The set Rules or established Methods, wherein the Mind we depend on excites in us the Ideas of Sense, are called the Laws of Nature: And these we learn by Experience, which teaches us that such and such Ideas are attended with such and such other Ideas, in the ordinary course of Things.

  1. This gives us a sort of Foresight, which enables us to regulate our Actions for the benefit of Life. And without this we should be eternally at a loss: We could not know how to act any thing that might procure us the least Pleasure, or remove the least Pain of Sense.

That Food nourishes, Sleep refreshes, and Fire warms us; that to sow in the Seed-time is the way to reap in the Harvest, and, in general, that to obtain such or such Ends, such or such Means are conducive, all this we know, not by discovering any necessary Connexion between our Ideas, but only by the Observation of the settled Laws of Nature, without which we should be all in Uncertainty and Confusion, and a grown Man no more know how to manage himself in the Affairs of Life, than an Infant just born.

  1. Yet this consistent uniform working, which so evidently displays the Goodness and Wisdom of that governing Spirit whose Will constitutes the Laws of Nature, is so far from leading our Thoughts to him, that it rather sends them a wandering after second Causes.

For when we perceive certain Ideas of Sense constantly followed by other Ideas, and we know this is not of our own doing, we forthwith attribute Power and Agency to the Ideas themselves, and make one the Cause of another, than which nothing can be more absurd and unintelligible.

Thus, for Example, having observed that when we perceive by Sight a certain round luminous Figure, we at the same time perceive by Touch the Idea or Sensation called Heat, we do from thence conclude the Sun to be the cause of Heat. And in like manner perceiving the Motion and Collision of Bodies to be attended with Sound, we are inclined to think the latter an effect of the former.

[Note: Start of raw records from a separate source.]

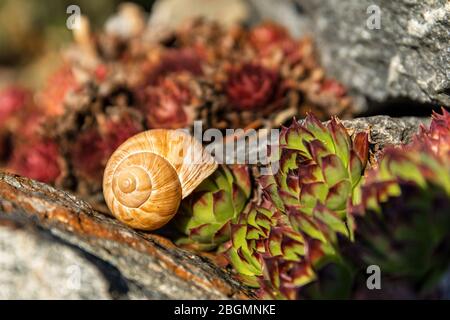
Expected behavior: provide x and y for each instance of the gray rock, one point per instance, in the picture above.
(384, 130)
(408, 56)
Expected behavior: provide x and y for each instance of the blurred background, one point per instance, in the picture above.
(32, 33)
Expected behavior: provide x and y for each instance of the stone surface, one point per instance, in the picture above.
(407, 57)
(53, 245)
(384, 130)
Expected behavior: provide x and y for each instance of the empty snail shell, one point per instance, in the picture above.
(149, 174)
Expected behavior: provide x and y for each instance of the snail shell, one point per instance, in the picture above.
(149, 174)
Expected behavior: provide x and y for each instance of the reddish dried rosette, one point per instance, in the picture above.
(267, 35)
(58, 86)
(168, 105)
(94, 146)
(184, 60)
(12, 99)
(269, 38)
(39, 160)
(252, 86)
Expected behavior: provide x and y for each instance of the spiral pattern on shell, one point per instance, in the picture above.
(149, 174)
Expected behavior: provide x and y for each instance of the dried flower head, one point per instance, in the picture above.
(37, 160)
(252, 86)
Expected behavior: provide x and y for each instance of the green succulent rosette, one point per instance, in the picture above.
(205, 217)
(281, 244)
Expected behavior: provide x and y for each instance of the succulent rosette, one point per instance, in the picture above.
(403, 219)
(205, 217)
(282, 243)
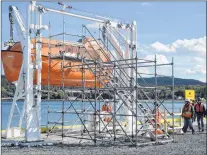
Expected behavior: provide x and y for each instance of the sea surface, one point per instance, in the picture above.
(68, 118)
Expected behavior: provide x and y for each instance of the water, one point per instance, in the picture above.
(57, 105)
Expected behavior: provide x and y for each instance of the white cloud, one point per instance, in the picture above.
(145, 4)
(198, 69)
(198, 59)
(94, 25)
(161, 59)
(196, 45)
(162, 48)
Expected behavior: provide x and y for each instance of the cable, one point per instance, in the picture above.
(91, 13)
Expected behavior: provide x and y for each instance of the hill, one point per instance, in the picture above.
(8, 89)
(163, 81)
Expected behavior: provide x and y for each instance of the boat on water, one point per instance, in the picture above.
(74, 76)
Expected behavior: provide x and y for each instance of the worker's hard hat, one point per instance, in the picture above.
(187, 100)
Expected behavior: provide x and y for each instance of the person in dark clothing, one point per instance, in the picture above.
(187, 114)
(200, 112)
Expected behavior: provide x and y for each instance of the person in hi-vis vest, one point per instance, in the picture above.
(187, 114)
(200, 112)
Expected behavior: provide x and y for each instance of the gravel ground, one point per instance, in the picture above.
(187, 144)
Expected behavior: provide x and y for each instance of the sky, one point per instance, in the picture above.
(167, 29)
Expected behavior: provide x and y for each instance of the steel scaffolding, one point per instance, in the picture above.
(129, 100)
(115, 105)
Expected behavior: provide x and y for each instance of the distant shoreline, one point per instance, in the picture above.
(45, 100)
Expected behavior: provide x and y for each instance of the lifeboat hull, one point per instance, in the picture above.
(52, 72)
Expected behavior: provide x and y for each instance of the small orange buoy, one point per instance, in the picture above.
(107, 107)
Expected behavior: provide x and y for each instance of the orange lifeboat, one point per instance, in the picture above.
(73, 76)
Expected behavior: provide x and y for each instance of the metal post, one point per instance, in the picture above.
(173, 97)
(155, 99)
(32, 112)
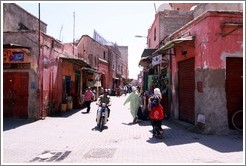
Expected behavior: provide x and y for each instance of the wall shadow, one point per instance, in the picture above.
(178, 134)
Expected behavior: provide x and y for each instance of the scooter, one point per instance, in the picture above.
(102, 116)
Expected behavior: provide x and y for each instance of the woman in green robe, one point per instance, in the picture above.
(134, 100)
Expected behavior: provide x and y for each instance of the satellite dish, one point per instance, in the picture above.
(164, 6)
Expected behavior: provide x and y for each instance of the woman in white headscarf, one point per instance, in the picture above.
(134, 100)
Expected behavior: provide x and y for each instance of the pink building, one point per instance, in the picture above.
(206, 62)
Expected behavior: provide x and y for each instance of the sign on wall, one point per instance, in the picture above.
(156, 60)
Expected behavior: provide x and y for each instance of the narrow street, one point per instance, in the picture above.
(73, 138)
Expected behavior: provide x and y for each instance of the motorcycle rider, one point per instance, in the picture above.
(104, 98)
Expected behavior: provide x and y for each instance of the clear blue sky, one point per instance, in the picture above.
(115, 21)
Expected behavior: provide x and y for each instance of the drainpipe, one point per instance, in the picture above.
(40, 70)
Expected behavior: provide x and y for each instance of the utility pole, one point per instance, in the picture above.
(40, 70)
(73, 30)
(60, 32)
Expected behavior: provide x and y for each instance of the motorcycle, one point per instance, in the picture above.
(102, 115)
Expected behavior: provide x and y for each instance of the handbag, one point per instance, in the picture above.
(156, 113)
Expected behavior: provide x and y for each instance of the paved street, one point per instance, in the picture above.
(73, 138)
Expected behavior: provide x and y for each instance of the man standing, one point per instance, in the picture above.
(88, 97)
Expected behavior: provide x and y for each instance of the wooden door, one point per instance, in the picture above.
(15, 94)
(187, 91)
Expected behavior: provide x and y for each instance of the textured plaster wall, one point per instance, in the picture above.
(213, 81)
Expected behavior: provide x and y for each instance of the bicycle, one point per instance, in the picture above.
(237, 120)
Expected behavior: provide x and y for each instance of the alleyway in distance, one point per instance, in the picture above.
(72, 138)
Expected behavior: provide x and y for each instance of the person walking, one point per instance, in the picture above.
(134, 100)
(88, 97)
(156, 112)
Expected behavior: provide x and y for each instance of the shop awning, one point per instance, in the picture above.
(171, 43)
(76, 61)
(90, 70)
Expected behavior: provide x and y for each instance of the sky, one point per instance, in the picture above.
(117, 22)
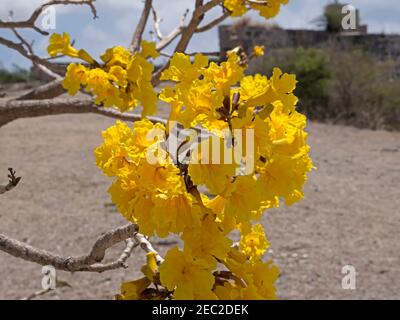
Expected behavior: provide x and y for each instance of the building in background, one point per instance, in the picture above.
(246, 34)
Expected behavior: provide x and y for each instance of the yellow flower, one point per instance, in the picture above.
(188, 277)
(207, 165)
(258, 51)
(243, 198)
(207, 242)
(75, 77)
(60, 44)
(254, 242)
(132, 290)
(182, 70)
(118, 147)
(116, 56)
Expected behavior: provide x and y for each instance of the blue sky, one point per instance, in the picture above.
(117, 19)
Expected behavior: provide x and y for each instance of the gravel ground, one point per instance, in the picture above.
(350, 215)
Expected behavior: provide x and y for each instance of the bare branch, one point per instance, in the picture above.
(16, 109)
(174, 33)
(20, 48)
(38, 294)
(30, 23)
(47, 91)
(187, 32)
(146, 246)
(72, 264)
(13, 182)
(120, 263)
(137, 36)
(157, 22)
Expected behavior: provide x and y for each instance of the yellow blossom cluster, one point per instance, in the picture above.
(267, 9)
(207, 189)
(122, 79)
(163, 196)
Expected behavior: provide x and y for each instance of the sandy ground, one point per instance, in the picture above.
(350, 215)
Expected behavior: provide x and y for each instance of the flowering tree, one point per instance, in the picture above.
(232, 147)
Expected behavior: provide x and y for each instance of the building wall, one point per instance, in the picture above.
(382, 46)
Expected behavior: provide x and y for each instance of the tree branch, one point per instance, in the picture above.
(213, 23)
(47, 91)
(137, 36)
(13, 182)
(16, 109)
(72, 264)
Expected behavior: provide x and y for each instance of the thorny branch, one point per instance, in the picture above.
(13, 181)
(87, 263)
(137, 36)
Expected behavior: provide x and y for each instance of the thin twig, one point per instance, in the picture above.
(13, 181)
(138, 34)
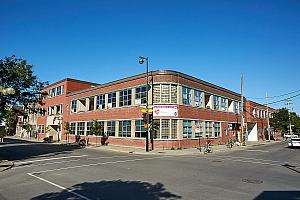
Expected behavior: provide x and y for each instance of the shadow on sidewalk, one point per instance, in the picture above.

  1. The Ideas imprinted on the Senses by the Author of Nature are called real Things: And those excited in the Imagination being less regular, vivid and constant, are more properly termed Ideas, or Images of Things, which they copy and represent.

But then our Sensations, be they never so vivid and distinct, are nevertheless Ideas, that is, they exist in the Mind, or are perceived by it, as truly as the Ideas of its own framing.

The Ideas of Sense are allowed to have more reality in them, that is, to be more strong, orderly, and coherent than the Creatures of the Mind; but this is no Argument that they exist without the Mind. They are also less dependent on the Spirit, or thinking Substance which perceives them, in that they are excited by the Will of another and more powerful Spirit: yet still they are Ideas, and certainly no Idea, whether faint or strong, can exist otherwise than in a Mind perceiving it.

  1. Before we proceed any farther, it is necessary to spend some Time in answering Objections which may probably be made against the Principles hitherto laid down.

In doing of which, if I seem too prolix to those of quick Apprehensions, I hope it may be pardoned, since all Men do not equally apprehend things of this Nature; and I am willing to be understood by every one.

First then, it will be objected that by the foregoing Principles, all that is real and substantial in Nature is banished out of the World: And instead thereof a chimerical Scheme of Ideas takes place. All things that exist, exist only in the Mind, that is, they are purely notional. What therefore becomes of the Sun, Moon, and Stars?

What must we think of Houses, Rivers, Mountains, Trees, Stones; nay, even of our own Bodies? Are all these but so many Chimeras and Illusions on the Fancy?

To all which, and whatever else of the same sort may be objected, I answer, that by the Principles premised, we are not deprived of any one thing in Nature. Whatever we see, feel, hear, or any wise conceive or understand, remains as secure as ever, and is as real as ever.

There is a rerum natura, and the Distinction between Realities and Chimeras retains its full force. This is evident from Sect. 29, 30, and 33, where we have shewn what is meant by real Things in opposition to Chimeras, or Ideas of our own framing; but then they both equally exist in the Mind, and in that Sense they are alike Ideas.